Different results w/ different K-Means nodes

Hi!
Any thoughts on why the K-Means node and the Weka Simple K-Means node provide such different results? Same data set, 500 max iterations, both nodes using Euclidean distance.

Cluster distribution w/ KNIME K-Means node:
image

Cluster distribution w/ Weka Simple K-Means node:

Thanks!

Hi,

It could come from the structure of your datas. How many columns/variables do you enter. Did you proceeded a PCA before the Kmeans. Tried to dectect an optimal number of groups before running ?

Best regards

Data is indexed then normalized (z-score) before running through K-Means. There are 33 columns/variables… The number of clusters must be 4 as it’s what we deem the field can currently execute reliably.

If you proceed a PCA after your normalization and run the kmeans on the PCA values is there always a difference ?

Sorry @Fabien_Couprie I’m not familiar with the term PCA?
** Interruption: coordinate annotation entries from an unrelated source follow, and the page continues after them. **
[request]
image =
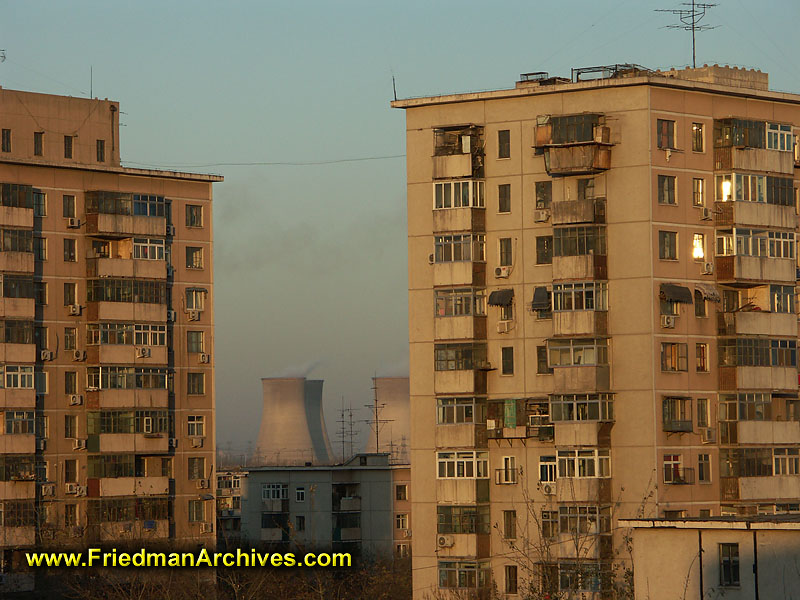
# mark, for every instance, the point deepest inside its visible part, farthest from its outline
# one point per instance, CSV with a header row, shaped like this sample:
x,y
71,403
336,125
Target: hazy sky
x,y
311,267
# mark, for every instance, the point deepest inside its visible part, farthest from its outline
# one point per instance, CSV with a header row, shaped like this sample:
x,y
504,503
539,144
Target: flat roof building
x,y
602,277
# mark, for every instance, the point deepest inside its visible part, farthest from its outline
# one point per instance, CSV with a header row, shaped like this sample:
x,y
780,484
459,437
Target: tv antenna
x,y
690,18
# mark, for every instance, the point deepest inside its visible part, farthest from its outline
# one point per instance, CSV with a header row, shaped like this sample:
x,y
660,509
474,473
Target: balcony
x,y
758,269
757,322
465,273
753,159
126,267
585,266
580,322
589,210
754,214
459,328
757,378
125,225
459,382
16,262
133,486
17,308
134,442
591,378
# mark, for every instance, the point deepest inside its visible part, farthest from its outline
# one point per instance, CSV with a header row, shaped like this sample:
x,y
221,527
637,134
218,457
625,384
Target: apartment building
x,y
107,384
602,318
361,506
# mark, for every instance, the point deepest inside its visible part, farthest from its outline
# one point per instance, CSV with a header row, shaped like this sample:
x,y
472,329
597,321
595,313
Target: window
x,y
196,426
462,465
511,579
544,194
666,189
510,524
506,256
460,302
504,143
674,356
194,341
507,359
460,247
68,205
196,467
70,383
401,521
578,352
542,368
194,258
401,492
504,197
196,383
697,137
197,511
582,407
779,137
701,353
729,565
148,249
544,250
194,215
668,245
698,191
665,133
69,250
704,468
40,249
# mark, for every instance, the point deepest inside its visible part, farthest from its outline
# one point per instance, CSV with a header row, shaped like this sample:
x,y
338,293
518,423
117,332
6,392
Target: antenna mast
x,y
690,18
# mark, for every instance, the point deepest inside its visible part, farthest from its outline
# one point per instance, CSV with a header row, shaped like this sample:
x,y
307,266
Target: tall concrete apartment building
x,y
106,353
602,276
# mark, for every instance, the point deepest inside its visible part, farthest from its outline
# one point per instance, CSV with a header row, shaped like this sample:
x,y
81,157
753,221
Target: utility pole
x,y
690,18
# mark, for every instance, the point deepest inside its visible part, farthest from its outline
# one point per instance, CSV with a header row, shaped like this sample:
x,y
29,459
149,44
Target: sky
x,y
310,260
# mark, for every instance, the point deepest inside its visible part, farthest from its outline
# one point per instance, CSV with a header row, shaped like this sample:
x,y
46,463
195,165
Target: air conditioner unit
x,y
444,541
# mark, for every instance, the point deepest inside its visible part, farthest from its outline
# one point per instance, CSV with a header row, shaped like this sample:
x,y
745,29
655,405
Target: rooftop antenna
x,y
690,18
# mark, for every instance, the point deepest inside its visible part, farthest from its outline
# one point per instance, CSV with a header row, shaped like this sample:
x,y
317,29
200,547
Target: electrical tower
x,y
690,18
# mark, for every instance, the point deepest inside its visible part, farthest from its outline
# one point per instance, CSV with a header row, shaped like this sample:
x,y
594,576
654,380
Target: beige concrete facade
x,y
586,296
107,320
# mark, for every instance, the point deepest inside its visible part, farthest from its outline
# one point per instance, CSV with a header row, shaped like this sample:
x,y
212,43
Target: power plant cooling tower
x,y
292,424
394,418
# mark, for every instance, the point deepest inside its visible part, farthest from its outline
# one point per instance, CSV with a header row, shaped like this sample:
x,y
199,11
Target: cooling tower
x,y
394,416
292,424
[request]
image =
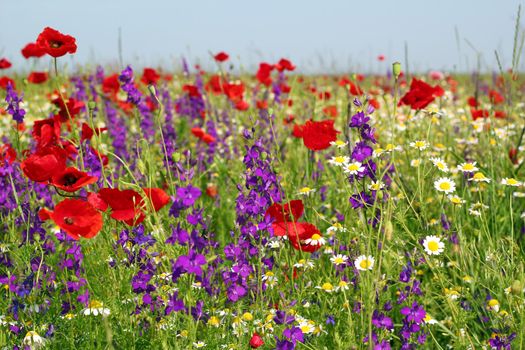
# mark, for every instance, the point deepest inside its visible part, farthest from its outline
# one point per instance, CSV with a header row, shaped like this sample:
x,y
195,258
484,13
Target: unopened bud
x,y
396,69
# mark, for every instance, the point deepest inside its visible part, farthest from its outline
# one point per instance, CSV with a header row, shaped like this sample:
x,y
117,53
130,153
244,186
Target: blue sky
x,y
316,35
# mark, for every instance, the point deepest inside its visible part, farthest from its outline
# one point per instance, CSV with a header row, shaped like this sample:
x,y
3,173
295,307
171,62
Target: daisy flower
x,y
419,144
339,160
433,245
468,167
479,177
339,259
364,262
354,168
445,184
509,181
440,164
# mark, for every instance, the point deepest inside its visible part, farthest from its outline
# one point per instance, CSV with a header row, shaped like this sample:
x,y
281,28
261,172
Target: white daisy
x,y
445,184
364,262
433,245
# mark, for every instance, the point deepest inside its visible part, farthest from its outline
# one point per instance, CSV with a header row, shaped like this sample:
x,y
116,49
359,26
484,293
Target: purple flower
x,y
188,195
416,313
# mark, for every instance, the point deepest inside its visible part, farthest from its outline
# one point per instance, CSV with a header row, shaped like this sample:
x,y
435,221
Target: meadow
x,y
143,208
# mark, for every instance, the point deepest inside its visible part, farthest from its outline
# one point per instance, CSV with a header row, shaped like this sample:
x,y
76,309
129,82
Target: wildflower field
x,y
143,208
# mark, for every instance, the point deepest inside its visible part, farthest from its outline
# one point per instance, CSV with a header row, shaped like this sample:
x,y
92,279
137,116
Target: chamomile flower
x,y
364,262
419,144
339,160
96,308
316,239
339,259
440,164
479,177
509,181
445,184
338,143
433,245
455,199
468,167
354,168
305,191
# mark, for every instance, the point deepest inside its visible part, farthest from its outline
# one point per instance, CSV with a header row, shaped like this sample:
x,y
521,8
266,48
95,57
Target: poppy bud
x,y
256,341
396,69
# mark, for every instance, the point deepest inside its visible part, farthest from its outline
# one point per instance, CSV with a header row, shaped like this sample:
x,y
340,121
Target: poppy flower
x,y
32,50
41,166
46,132
70,109
318,135
76,217
71,179
4,63
284,64
298,233
5,80
263,74
287,212
256,341
111,84
56,44
37,77
150,76
221,56
420,94
125,205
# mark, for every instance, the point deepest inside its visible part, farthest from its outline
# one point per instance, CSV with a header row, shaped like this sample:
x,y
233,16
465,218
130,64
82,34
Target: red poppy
x,y
41,166
76,217
287,212
72,179
111,84
46,132
284,64
221,57
32,50
7,154
298,233
318,135
420,94
37,77
69,109
4,63
330,111
150,76
256,341
56,44
263,75
6,80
Principal component analysis. With 33 columns potentially correlated, I recommend it. The distance in the Kmeans algorithm is euclidian distance, if your columns are correlated, you are not in cartesian coordinates. Even if Kmeans are robust to it, better to stay in the right way. I would have tested the optimum group number anyway to see if 4 is a good candidate according to the data structure. It can explain things as the algorithm cannot converge if the number of groups really don’t fit the data structure.

1 Like

Hi @Snowy

I am not sure about the K-means node in KNIME, but in general the K-means algorithm starts by randomly choosing a centroid value for each cluster. This may be an explanation for getting different results from both nodes.

gr. Hans

1 Like

Indeed, however over 500 iterations I would expect the cluster centers to align or be very close, which should produce a very similar distribution of cluster assignments.

1 Like

Hmmmm, not really, if there is no convergence, you obtain an alternance of different clustering repeatidly. That means there is no unique solution in that case. For example if your datas are completely spheric and uniformely distributed with the same distance between each point (I know this is rare but this is an example) you have 4 groups => where do you cut ?. You can also build a crosstab of your 2 solutions to identify strong and weak groups. By the way as the case is interesting can you send your datas or is there a confidentiality matter.

2 Likes

This topic was automatically closed 182 days after the last reply. New replies are no longer allowed.